The keyword detection method of finding suspicious AI work allows reviewers to keep up with these trends and hold authors to the same standards as earlier generations of authors who did not have the option to plagiarize in this way. Holding authors to a high standard, or at least the same standard that has been in place for generations, is only for their and the profession’s benefit. There is a substantive demand for professional organizations like APSA to establish guidelines and best practices for defining and identifying AI plagiarism and establishing norms around how it is addressed and punished. Ultimately the field as a whole must pay one of two expenses, either the cost of adapting to the new landscape or the cost of its credibility.
ACKNOWLEDGMENTS
I am grateful to God, and through Him, I am grateful to my wife, Mu Tong, my parents, my advisor Dr.

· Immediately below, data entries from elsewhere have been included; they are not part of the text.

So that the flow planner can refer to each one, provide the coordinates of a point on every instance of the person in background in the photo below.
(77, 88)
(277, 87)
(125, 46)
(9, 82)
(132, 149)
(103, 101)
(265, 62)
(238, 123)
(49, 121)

Krista Wiegand, my colleagues Dana Abu Haltam, Matthew Millard, Michael McKoy, and Jeremiah Muhammad, as well as the rest of the political science department at the University of Tennessee.
DATA AVAILABILITY STATEMENT
Research documentation and data that support the findings of this study are openly available at the Harvard Dataverse at https://doi.org/10.7910/DVN/ZIB5NN.
CONFLICTS OF INTEREST
The author declares there are no ethical issues or conflicts of interest in this research.